Transforming and Analyzing Data in PostgreSQL

This article is part of a three-part series on transforming and analyzing data in PostgreSQL. For more articles in this series, click here.

In our data hungry world, knowing how to effectively load and transform data from various sources is a highly valued skill. Over the last couple of years, I’ve learned how useful many of the data manipulation functions in PostgreSQL can supercharge your data transformation and analysis process, using just PostgreSQL and SQL.

For the last couple of decades, “Extract Transform Load” (ETL) has been the primary method for manipulating and analyzing the results. In most cases, ETL relies on an external toolset to help acquire different forms of data, slicing and dicing it into a form suitable for relational databases, and then inserting the results into your database of choice. Once it’s in the destination table with a relational schema, querying and analyzing it is much easier.

There are advantages to using a dedicated transformation tool in your workflow. Typically, a small team learns the software and handles all this work, so licensing is clear, and the best tools often allow reusable components that make it easier to build transformation pipelines. However, there are also drawbacks. Most notably, your ability to manipulate the data is tied to an extra tool, and often one that only the small team knows how to use.

What if you could flip the process around a bit and load the data into PostgreSQL before you transform it, using the power of SQL?

We call this the “Extract Load Transform” (ELT) method. And PostgreSQL happens to be very well suited for doing some pretty complex transformations if you know a few basic principles.

In this series, we’re going to discuss:

  • PostgreSQL functions that can slice and dice raw data to make it easier to query
  • How to use those functions with a CROSS JOIN LATERAL to unlock the power of these functions.
  • Using CTEs to build complex queries with functions and CROSS JOIN LATERAL

I hope by the end of this series you’ll appreciate the capabilities of PostgreSQL and some of the advantages for doing data transformation within the database. And although I won’t talk much about some of the challenges with doing ELT in the database, there are a few things to keep in mind.

First, if you import the data into PostgreSQL first, you’ll need additional storage. Typically, an external tool crunches all of the information and only loads the fully transformed data.
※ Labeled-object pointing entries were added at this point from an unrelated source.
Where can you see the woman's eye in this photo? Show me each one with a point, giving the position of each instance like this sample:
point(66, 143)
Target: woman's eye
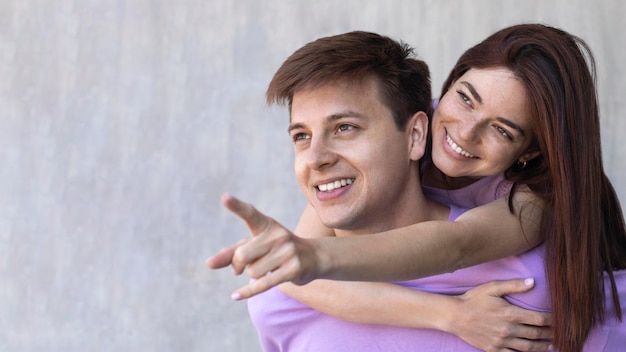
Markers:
point(464, 97)
point(300, 137)
point(504, 132)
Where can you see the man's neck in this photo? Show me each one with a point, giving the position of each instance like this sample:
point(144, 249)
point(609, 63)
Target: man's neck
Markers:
point(422, 209)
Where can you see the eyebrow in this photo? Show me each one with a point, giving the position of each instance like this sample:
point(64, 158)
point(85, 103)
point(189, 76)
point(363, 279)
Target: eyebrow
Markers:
point(331, 118)
point(512, 125)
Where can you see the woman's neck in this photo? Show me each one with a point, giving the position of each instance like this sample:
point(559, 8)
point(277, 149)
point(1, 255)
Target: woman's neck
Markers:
point(433, 177)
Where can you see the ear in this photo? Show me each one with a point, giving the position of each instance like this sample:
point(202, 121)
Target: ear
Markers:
point(418, 132)
point(529, 155)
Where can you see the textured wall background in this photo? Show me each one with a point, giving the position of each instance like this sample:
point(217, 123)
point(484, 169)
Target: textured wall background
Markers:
point(121, 123)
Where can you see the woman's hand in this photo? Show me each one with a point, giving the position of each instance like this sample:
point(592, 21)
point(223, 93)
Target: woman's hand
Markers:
point(272, 255)
point(485, 320)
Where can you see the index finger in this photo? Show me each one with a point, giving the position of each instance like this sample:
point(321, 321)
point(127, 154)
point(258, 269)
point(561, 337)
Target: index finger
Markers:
point(256, 221)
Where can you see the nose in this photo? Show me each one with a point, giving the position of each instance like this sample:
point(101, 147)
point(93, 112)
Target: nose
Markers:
point(320, 153)
point(471, 129)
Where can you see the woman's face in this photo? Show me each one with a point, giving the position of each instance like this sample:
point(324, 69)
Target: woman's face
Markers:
point(482, 125)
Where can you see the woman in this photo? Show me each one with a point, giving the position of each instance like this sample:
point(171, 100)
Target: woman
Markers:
point(567, 170)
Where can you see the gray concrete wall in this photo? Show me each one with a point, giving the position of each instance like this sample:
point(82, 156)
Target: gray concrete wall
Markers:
point(121, 123)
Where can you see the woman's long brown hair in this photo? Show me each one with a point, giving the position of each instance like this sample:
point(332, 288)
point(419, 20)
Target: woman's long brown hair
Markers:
point(582, 221)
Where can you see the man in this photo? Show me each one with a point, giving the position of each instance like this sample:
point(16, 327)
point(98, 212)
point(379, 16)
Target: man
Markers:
point(358, 120)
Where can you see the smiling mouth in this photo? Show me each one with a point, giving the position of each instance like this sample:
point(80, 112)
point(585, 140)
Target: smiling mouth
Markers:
point(458, 149)
point(329, 187)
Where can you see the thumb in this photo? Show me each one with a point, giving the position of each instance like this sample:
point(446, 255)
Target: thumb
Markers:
point(256, 221)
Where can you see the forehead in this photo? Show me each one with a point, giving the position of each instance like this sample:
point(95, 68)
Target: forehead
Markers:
point(501, 92)
point(337, 97)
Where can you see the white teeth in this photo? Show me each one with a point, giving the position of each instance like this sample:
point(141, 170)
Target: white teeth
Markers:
point(458, 149)
point(334, 185)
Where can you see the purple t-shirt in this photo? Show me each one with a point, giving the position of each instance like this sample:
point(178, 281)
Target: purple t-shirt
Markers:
point(285, 324)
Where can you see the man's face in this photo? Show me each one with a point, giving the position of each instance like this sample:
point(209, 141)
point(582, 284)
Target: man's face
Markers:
point(351, 161)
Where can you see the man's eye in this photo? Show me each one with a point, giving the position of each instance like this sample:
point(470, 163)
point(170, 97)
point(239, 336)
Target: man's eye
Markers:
point(300, 136)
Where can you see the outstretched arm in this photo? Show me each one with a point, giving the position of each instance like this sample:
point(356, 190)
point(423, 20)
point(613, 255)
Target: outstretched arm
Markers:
point(482, 234)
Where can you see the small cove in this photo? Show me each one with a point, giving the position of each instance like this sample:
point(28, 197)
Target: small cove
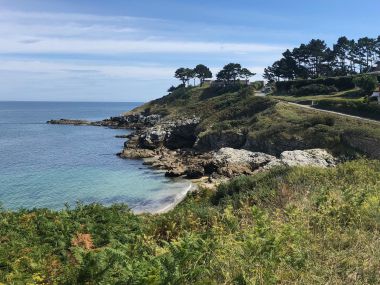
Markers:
point(52, 165)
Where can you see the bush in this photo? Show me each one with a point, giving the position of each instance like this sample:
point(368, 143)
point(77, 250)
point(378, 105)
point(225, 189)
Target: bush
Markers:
point(257, 85)
point(351, 107)
point(313, 89)
point(367, 83)
point(341, 83)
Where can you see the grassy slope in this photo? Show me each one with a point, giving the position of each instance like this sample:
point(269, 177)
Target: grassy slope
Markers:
point(272, 125)
point(286, 226)
point(348, 102)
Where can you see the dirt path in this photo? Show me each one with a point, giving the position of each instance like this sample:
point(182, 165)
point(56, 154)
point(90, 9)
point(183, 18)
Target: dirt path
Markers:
point(333, 112)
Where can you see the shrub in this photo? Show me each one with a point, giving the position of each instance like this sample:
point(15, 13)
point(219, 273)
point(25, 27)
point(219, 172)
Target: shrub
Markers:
point(313, 89)
point(341, 83)
point(366, 83)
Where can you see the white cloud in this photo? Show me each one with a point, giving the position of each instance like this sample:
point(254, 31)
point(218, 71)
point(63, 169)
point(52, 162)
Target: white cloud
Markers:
point(68, 69)
point(44, 33)
point(90, 46)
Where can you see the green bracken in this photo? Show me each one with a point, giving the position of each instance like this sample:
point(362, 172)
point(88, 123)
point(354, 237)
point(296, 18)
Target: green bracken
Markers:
point(286, 226)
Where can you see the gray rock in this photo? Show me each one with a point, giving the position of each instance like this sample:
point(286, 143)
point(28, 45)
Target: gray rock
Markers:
point(195, 172)
point(310, 157)
point(242, 157)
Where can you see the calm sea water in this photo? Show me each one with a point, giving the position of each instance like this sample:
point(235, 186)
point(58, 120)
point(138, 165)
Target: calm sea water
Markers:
point(45, 165)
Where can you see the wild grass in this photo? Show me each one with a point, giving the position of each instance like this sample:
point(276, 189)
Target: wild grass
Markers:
point(286, 226)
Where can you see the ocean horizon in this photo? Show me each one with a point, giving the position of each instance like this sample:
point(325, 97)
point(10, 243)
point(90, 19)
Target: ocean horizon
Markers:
point(48, 166)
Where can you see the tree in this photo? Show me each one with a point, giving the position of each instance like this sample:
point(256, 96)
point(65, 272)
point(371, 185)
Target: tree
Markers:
point(366, 83)
point(246, 74)
point(171, 89)
point(184, 74)
point(341, 51)
point(229, 73)
point(180, 73)
point(317, 56)
point(202, 72)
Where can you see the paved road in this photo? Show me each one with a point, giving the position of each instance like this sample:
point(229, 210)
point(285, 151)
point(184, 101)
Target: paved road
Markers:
point(333, 112)
point(325, 111)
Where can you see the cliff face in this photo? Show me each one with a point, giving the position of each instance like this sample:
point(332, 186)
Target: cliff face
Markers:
point(188, 130)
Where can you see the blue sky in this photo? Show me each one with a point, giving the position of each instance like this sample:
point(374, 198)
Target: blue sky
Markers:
point(82, 50)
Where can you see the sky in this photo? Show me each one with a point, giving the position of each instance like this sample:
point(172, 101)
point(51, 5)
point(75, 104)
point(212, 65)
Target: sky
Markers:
point(127, 50)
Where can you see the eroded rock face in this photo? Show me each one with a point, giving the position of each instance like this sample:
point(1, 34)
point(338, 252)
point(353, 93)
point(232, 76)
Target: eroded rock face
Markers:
point(171, 134)
point(310, 157)
point(136, 120)
point(231, 162)
point(217, 140)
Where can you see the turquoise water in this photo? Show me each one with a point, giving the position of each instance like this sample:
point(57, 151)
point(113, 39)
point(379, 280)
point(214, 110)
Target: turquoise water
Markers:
point(45, 165)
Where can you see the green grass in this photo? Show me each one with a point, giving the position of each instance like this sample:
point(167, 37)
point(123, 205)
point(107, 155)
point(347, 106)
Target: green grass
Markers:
point(350, 102)
point(286, 226)
point(270, 125)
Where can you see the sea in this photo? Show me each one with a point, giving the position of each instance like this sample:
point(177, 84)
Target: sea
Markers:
point(57, 166)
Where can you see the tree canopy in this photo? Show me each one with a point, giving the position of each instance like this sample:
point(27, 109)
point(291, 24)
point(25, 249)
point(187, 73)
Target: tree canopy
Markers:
point(316, 59)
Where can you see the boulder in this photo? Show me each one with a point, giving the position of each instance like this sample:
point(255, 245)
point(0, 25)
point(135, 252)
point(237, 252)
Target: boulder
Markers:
point(175, 172)
point(310, 157)
point(172, 134)
point(195, 172)
point(216, 140)
point(230, 156)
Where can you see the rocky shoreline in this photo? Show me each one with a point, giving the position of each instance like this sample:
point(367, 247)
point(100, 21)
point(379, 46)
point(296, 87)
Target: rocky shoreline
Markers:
point(172, 145)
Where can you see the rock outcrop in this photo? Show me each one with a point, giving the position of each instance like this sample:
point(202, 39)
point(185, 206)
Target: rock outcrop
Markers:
point(175, 146)
point(231, 162)
point(173, 134)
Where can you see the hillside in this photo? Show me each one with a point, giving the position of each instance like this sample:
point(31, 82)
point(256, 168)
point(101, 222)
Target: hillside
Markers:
point(285, 226)
point(240, 119)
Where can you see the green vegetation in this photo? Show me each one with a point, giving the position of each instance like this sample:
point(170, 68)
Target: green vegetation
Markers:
point(316, 59)
point(232, 72)
point(286, 226)
point(268, 124)
point(366, 83)
point(341, 83)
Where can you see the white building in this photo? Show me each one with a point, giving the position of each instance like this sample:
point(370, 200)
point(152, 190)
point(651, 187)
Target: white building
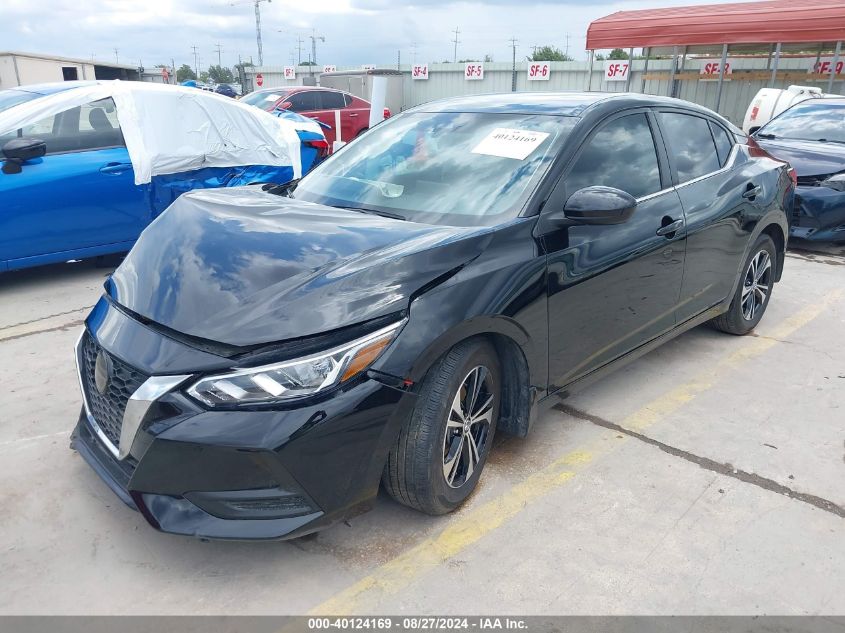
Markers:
point(19, 69)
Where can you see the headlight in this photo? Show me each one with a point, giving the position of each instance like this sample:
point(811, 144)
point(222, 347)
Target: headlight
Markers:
point(836, 181)
point(295, 378)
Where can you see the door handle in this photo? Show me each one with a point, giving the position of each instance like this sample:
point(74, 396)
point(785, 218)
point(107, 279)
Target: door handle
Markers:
point(669, 229)
point(752, 191)
point(115, 168)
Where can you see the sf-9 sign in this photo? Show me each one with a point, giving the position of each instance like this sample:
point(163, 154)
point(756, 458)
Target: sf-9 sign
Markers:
point(616, 69)
point(474, 71)
point(539, 71)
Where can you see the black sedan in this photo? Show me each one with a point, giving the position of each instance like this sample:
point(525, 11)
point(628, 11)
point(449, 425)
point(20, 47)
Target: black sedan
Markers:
point(264, 359)
point(810, 136)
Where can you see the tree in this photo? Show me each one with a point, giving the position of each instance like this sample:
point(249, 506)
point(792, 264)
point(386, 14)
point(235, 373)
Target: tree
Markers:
point(549, 54)
point(184, 73)
point(220, 75)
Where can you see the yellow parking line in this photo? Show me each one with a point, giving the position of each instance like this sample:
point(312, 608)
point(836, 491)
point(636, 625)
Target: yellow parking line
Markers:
point(472, 524)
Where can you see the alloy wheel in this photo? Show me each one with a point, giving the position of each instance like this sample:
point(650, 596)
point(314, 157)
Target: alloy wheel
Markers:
point(756, 284)
point(468, 427)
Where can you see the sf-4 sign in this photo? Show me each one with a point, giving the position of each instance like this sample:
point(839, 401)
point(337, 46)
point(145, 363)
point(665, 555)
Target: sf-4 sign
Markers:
point(539, 71)
point(616, 69)
point(474, 71)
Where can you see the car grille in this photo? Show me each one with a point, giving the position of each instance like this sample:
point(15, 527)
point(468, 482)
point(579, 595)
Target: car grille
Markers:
point(107, 408)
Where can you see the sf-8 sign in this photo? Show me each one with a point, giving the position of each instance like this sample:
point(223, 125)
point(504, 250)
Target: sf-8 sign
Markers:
point(539, 71)
point(474, 71)
point(616, 69)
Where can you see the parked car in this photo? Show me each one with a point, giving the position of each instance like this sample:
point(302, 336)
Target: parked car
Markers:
point(70, 185)
point(326, 105)
point(810, 136)
point(226, 90)
point(445, 277)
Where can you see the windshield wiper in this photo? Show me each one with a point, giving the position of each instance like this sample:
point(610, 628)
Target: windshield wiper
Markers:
point(282, 189)
point(384, 214)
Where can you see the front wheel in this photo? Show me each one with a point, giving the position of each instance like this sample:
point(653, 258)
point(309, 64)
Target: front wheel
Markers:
point(442, 448)
point(754, 291)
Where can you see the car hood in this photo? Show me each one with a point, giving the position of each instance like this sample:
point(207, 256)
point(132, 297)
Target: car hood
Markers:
point(809, 158)
point(244, 267)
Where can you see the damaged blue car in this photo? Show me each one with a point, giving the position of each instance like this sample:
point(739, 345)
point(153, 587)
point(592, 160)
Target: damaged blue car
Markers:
point(87, 166)
point(810, 136)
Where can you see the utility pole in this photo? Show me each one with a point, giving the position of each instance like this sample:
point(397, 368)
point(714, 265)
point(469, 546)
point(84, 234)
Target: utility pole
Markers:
point(257, 4)
point(456, 42)
point(314, 37)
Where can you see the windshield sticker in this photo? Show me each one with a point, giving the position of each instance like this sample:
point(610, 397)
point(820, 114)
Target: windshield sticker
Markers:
point(510, 143)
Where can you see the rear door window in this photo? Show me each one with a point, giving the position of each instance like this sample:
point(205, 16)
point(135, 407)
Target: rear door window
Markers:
point(691, 146)
point(723, 142)
point(88, 127)
point(331, 100)
point(621, 155)
point(304, 101)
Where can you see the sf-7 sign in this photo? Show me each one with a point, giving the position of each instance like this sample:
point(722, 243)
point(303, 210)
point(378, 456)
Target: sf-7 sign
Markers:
point(616, 69)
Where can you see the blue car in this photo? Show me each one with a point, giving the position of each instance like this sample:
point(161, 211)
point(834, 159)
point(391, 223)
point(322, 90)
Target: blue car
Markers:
point(69, 188)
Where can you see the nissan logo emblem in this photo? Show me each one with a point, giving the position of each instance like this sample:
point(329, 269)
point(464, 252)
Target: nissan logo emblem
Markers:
point(102, 372)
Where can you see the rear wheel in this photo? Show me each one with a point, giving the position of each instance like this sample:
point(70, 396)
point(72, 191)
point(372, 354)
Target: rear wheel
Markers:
point(754, 292)
point(442, 448)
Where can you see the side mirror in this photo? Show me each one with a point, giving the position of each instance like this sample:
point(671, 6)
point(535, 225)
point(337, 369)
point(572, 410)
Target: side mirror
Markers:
point(599, 205)
point(19, 150)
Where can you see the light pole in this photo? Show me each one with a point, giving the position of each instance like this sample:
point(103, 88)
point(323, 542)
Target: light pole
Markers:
point(257, 25)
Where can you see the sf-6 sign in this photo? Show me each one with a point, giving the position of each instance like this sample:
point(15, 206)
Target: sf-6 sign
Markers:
point(616, 69)
point(474, 71)
point(539, 71)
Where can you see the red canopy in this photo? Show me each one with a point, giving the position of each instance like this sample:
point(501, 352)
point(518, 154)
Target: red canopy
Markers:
point(739, 23)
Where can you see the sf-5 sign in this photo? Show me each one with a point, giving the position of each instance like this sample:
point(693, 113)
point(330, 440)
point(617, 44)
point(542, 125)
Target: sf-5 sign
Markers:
point(616, 69)
point(474, 71)
point(539, 71)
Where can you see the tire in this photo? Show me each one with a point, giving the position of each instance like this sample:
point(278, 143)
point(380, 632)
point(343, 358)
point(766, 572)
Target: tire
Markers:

You’ll need to plan accordingly for the impact on storage. That said, there are many PostgreSQL extensions that can be used to read text files, data-specific files like Parquet, other databases, S3 buckets, and more as external tables. This could be one way to limit the amount of extra storage you will need.

Second, there could be a similar problem to using external tools – a lack of developers that know how to develop and maintain the scripts. However, the money saved on licensing an external tool could free up budget to increase the skills and capabilities of the team.

Depending on your situation, there may be other issues you have to consider, but for now, let’s start digging into the fun of transforming data with PostgreSQL.

Preparing Data for Analysis

To demonstrate many of the things over the next few articles, I’ll be using data from the Advent of Code 2022 and 2023. This is a yearly coding challenge that runs from December 1-25. With each puzzle, a small sample of test data is provided to verify any solution before processing the full puzzle input. There are typically two methods I use to make the data available in a format that can be queried using SQL.

When I first begin to process data from a text or CSV file, my goal is to make some sample data available in a form that I can build my larger query on top of. This allows me to try different approaches to transform the data to solve the problem without committing to a final schema for the output. If I first need to design and create staging tables and tables to store the transformed data into, I lose some ability to iterate ideas quickly.

One other thing I should mention. In almost every case that I’ve done this kind of data transformation inside the database, I make sure to add an autoincrementing ID column that keeps the order of the lines as they were inserted. More often than not, it will end up being very helpful to know the order, or at least have a simple unique key.

To demonstrate the two methods, I’ll be using the sample data from Day 7 of the Advent of Code 2023. The puzzle input is lines of characters in a text file, separated by a space. The first part of each line represents a hand of five cards. The second part is a bid value for that hand to be used later in the calculation to solve the puzzle.

Although this might look like five rows of data from a table, it’s just lines from a text file. To query the data with SQL, it first must be made available in a table format of some kind.

Depending on the data and my needs, these are typically the two methods I utilize for turning this sample data into table output that I can query. While there may be other methods, either of these allow me to get to the SQL part very quickly rather than worrying about transforming the data outside of the database first, as you would with traditional ETL.

Note: For the sake of focusing only on the query components, we will assume the format of the data is correct so that our queries will not have to handle the vast number of issues that can arise when dealing data from a text file. We will assume that the process that creates the files has guaranteed the proper format (something you should only trust if your organization has control over that software!).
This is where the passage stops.